All Products
Search
Document Center

Elastic High Performance Computing:Deploy a hybrid cloud cluster in master mode

Last Updated:Mar 27, 2024

A master hybrid-cloud cluster is deployed with the Open Grid Scheduler (SGE) scheduler, an existing on-premises cluster, and a new cluster on the cloud. The cluster on the cloud consists of multiple compute nodes and management nodes, and the on-premises cluster consists of compute nodes. This topic describes how to deploy a master hybrid-cloud cluster and manage on-premises compute nodes in the master hybrid-cloud cluster.

Important

In this example, you must use the SGE scheduler. You also must submit a ticket to apply for adding your Alibaba Cloud account to the whitelist before you use the SGE scheduler.

Background information

A large number of life science enterprises have deployed data centers to perform high-performance computing on a large scale. However, the outdated IT infrastructure of data centers cannot keep up with the sharp rise of computing power requirements in life science. In some scenarios, life science enterprises may need to use the resources of data centers and build high-performance computing clusters on the cloud. To meet the requirements of these scenarios, Elastic High Performance Computing (E-HPC) provides a hybrid cloud solution to help manage computing resources across the cloud in a unified and efficient manner. Cloud resources allow the flexible scaling of E-HPC clusters.
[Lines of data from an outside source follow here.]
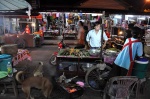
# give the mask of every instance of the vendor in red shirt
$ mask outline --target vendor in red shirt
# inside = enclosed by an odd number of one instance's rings
[[[30,31],[29,25],[26,25],[25,33],[27,33],[27,34],[31,34],[31,31]]]

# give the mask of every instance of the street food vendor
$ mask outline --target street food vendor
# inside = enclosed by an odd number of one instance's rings
[[[134,61],[135,56],[140,57],[143,55],[143,45],[138,40],[140,31],[141,29],[138,27],[133,27],[131,29],[132,37],[126,39],[122,51],[114,61],[109,78],[114,76],[130,76],[128,74],[130,73],[130,70],[132,70],[132,62]]]
[[[94,24],[94,29],[90,30],[86,36],[86,41],[88,42],[90,48],[101,47],[101,35],[102,35],[102,30],[100,29],[100,22],[97,21]],[[103,39],[105,42],[102,47],[104,48],[108,41],[108,37],[106,33],[103,33]]]
[[[31,34],[29,25],[26,25],[26,28],[25,28],[25,31],[24,31],[24,32],[27,33],[27,34]]]

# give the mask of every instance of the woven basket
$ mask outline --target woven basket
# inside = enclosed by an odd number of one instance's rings
[[[18,52],[17,44],[6,44],[1,47],[2,54],[10,54],[16,56]]]
[[[150,55],[150,46],[144,46],[144,53]]]

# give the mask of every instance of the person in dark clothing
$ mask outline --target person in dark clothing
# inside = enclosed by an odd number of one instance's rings
[[[131,29],[134,27],[134,24],[131,23],[128,25],[128,30],[126,30],[126,35],[125,35],[125,39],[124,41],[127,39],[127,38],[131,38],[132,37],[132,34],[131,34]]]
[[[75,46],[75,49],[80,49],[80,48],[87,48],[88,43],[86,41],[86,35],[88,33],[88,27],[83,26],[83,31],[82,34],[80,34],[80,42]]]
[[[114,76],[126,76],[129,74],[131,63],[135,57],[140,57],[143,55],[143,45],[140,41],[138,41],[140,32],[141,29],[139,27],[133,27],[131,29],[132,37],[126,39],[121,52],[118,54],[114,61],[113,68],[110,71],[108,78]]]

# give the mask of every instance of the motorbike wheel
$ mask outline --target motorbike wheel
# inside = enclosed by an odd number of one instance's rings
[[[94,91],[103,91],[108,81],[109,68],[106,67],[104,70],[100,70],[99,67],[91,67],[85,76],[86,84]]]
[[[53,65],[53,66],[55,66],[57,63],[56,63],[56,55],[52,55],[51,57],[50,57],[50,59],[49,59],[49,64],[50,65]]]

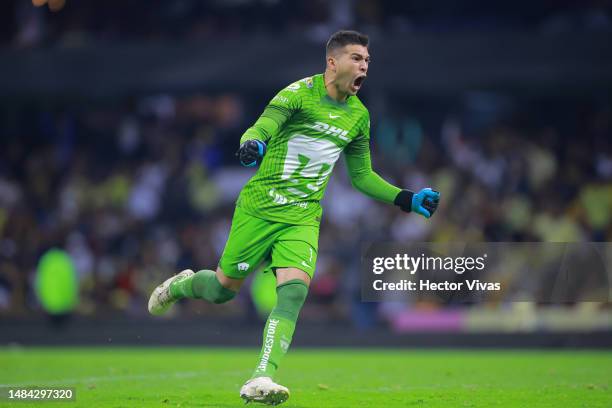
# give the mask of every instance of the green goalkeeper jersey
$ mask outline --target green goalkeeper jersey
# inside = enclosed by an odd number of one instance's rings
[[[400,189],[372,171],[370,116],[357,96],[337,102],[323,74],[294,82],[268,104],[240,142],[258,139],[267,152],[257,173],[242,189],[237,205],[271,221],[318,225],[329,176],[344,151],[355,188],[393,202]],[[342,199],[339,197],[339,199]],[[350,203],[346,203],[350,206]]]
Hybrid cloud clusters can be deployed in the following modes:

  • Master mode: Management nodes reside in a new cluster on the cloud.

  • Proxy mode: Management nodes reside in an existing cluster.

    Note

    In proxy mode, an existing cluster resides in a data center or in a different region on the cloud.

Scenario

Assume that the compute nodes of the existing on-premises cluster have the following specifications:

  • Operating system: CentOS 7.6

    Important

    The operating system of on-premises compute nodes must be CentOS 7.

  • Specifications: 2 vCPUs and 4 GiB of memory

Procedure

This topic includes the following operations.

Operation

Description

Step 1: Create an E-HPC cluster on the cloud

Prepare an E-HPC cluster on the cloud and configure the network.

Step 2: Obtain the configurations of the E-HPC cluster

Obtain the configurations of the E-HPC cluster to configure the on-premises compute nodes.

Step 3: Deploy the on-premises compute nodes

Deploy a scheduler client and a user management client on each on-premises compute node, and then mount a file system on each compute node.

Step 4: Add the on-premises compute nodes to the E-HPC cluster

Create a queue in the E-HPC cluster to manage the on-premises compute nodes, and then add the on-premises compute nodes to the queue.

Step 5: Configure auto scaling

Configure the auto scaling settings for the E-HPC cluster to automatically add compute nodes to or remove compute nodes from the cluster.

Step 6: Submit a test job

Submit a test job to the queue to check whether the nodes are running as expected.

(Optional) Remove one or more on-premises compute nodes from the E-HPC cluster

Remove the on-premises compute nodes that you no longer need from the E-HPC cluster and stop their services.

Step 1: Create an E-HPC cluster on the cloud

  1. Create an E-HPC cluster.

    For more information, see Create a cluster by using the wizard. Configure the following settings:

    • Deploy a tiny cluster that consists of one management node and one compute node. The compute node is optional. We recommend that you deploy the management node with an ECS instance that has 4 vCPUs and 8 GiB of memory.

    • Scheduler: Select opengridscheduler (SGE).

    • Domain account service: Select nis.

  2. Establish a network connection between the E-HPC cluster and the data center.

    You can establish a network connection between the E-HPC cluster and the data center with a VPN gateway or an Express Connect circuit.

  3. Configure the security group.

    You need to configure an inbound rule for the security group to which the E-HPC cluster belongs. This allows on-premises compute nodes to access the E-HPC cluster and facilitates the unified management of the on-premises compute nodes and the E-HPC cluster.

    On the details page of the E-HPC cluster, click the ID of the security group to go to the Security Groups page and add an inbound access rule. Set the CIDR blocks of the on-premises compute nodes to the source IP address, as shown in the following figure.

    混合云最佳实践6

The following configurations are used in this topic.

Configuration item

Description

Management node

One ECS instance is deployed. Instance type: ecs.c7a.xlarge.large.

Compute node

One ECS instance and two local machines are deployed. Instance type: ecs.c7a.xlarge. Operating system: CentOS 7.6.

Network

SSL-VPN is configured to establish a network connection between the E-HPC cluster and the data center.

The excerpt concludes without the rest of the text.